OMFIF’s analysis supports that view. It found that, while 85 per cent of men on bank executive committees ran revenue-generating divisions, almost 40 per cent of women came from functions such as HR, general counsel and compliance — meaning they were outside the commercial mainstream and out of the running for chief executive.

Appointing extra women as non-executives boosts the statistics, but “isn’t reflective of actual diversity”, says Fiona Clutterbuck, chair of Paragon Banking Group. That matters, because without role models and mentors, women may struggle to picture the steps by which they might rise. “Just having women in the extreme senior positions isn’t motivating when you’re an analyst,” says Mohinee Mohabirsingh, a 2017 Henley masters graduate, now working in banking in Mauritius.

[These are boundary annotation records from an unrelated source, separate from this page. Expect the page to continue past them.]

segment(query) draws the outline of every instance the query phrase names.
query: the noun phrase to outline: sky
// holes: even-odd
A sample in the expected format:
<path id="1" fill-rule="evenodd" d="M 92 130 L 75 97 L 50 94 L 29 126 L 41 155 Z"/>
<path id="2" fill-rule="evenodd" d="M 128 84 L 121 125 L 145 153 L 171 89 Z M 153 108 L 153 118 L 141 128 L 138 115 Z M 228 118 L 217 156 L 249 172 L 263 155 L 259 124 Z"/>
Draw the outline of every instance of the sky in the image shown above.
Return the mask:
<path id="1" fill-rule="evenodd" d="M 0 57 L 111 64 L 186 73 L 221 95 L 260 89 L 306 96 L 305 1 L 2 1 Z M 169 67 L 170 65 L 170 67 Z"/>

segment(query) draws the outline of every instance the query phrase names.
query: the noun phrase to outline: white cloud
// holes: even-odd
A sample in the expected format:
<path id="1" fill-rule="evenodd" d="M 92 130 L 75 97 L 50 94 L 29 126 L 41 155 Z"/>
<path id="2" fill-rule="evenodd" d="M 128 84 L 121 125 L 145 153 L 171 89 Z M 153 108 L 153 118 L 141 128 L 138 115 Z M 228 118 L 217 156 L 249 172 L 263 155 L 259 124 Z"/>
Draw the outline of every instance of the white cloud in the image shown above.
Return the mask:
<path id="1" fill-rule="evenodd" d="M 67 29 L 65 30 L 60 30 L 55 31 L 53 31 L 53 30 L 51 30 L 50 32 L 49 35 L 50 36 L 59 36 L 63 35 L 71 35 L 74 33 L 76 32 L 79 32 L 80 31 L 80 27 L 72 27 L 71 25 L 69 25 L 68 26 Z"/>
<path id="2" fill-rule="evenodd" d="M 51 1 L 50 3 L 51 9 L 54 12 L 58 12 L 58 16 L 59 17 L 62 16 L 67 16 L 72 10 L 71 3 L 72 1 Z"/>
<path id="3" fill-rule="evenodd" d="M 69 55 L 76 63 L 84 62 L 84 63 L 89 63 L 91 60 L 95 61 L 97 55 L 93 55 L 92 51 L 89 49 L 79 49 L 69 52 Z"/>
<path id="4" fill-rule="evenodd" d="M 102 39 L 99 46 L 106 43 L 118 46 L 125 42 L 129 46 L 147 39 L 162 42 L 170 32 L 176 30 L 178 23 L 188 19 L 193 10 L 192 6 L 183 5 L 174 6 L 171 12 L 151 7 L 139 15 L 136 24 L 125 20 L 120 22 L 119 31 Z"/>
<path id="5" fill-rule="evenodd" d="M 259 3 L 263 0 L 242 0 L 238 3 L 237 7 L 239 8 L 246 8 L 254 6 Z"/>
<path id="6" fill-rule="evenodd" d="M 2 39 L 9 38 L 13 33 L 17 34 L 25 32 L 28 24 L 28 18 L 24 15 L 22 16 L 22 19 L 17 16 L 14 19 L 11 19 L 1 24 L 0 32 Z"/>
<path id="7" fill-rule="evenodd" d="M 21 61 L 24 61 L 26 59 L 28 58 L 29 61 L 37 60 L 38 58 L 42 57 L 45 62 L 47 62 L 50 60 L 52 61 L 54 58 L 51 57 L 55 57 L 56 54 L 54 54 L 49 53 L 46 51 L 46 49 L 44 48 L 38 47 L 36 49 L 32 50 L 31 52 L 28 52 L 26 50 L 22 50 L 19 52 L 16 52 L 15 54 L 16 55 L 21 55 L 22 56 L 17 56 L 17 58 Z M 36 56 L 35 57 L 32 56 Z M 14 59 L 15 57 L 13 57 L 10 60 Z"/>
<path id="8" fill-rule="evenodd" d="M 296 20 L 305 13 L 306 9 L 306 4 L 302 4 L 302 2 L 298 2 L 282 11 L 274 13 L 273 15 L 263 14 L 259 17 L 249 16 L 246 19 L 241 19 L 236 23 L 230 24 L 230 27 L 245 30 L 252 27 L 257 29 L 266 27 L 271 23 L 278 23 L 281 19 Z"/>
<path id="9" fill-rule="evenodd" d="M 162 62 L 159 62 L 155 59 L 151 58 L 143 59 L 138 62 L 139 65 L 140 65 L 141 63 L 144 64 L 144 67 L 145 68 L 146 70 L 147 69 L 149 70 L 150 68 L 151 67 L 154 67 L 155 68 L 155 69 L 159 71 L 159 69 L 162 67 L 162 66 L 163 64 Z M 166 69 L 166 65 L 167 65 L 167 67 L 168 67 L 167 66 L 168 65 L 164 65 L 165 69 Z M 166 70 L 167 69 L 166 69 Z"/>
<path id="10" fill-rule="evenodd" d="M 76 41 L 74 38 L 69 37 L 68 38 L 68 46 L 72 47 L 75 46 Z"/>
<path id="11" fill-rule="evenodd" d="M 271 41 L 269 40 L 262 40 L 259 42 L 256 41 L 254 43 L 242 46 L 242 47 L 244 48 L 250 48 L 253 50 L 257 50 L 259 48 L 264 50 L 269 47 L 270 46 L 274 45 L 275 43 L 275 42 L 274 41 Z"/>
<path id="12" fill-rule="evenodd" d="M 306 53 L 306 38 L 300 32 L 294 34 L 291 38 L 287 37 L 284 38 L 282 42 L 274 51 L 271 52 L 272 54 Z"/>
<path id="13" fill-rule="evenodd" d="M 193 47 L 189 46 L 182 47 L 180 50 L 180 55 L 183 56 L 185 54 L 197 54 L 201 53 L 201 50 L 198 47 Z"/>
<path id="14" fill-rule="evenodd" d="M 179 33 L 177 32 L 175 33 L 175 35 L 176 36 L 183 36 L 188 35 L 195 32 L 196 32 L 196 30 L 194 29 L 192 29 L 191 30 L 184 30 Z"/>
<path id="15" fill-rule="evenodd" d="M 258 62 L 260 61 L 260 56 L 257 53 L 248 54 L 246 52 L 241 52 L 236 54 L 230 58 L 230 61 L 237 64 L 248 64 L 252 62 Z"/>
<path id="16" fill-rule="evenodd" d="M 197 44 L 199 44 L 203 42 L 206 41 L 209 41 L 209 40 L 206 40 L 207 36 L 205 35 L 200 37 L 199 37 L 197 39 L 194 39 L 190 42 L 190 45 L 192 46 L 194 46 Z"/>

Two solutions are anonymising CVs and ensuring interview panels and shortlists include at least one woman.

Another approach is career development through mentoring, sponsorship and identifying “career pathways” to senior roles. Helping new parents back into the workplace is also important, says Katy Ingle, head of diversity and inclusion for the Emea region at Bank of America. Beyond that, it is about changing the mindset that “a woman at 32 isn’t worth investing in because she’s going to have children”, says King.

For every mid-career vacancy there are typically more male candidates than female, because fewer women chose finance careers in the past. It may be necessary to “positively discriminate”, says Clutterbuck. That may mean making “slightly brave choices” such as choosing a woman over an equally qualified man, or choosing a woman who could do the job, but “doesn’t precisely fit the job description”.

Remagine favours this approach. Rather than detailing the responsibilities applicants must have held to be considered for a role, it asks them demonstrate what they can do — for example, by presenting a business case. “It’s a fine balance,” says Profeta Johansson. “For some roles you do need a certain exposure to topics, but if you require very specific experience you might drive good female candidates away.”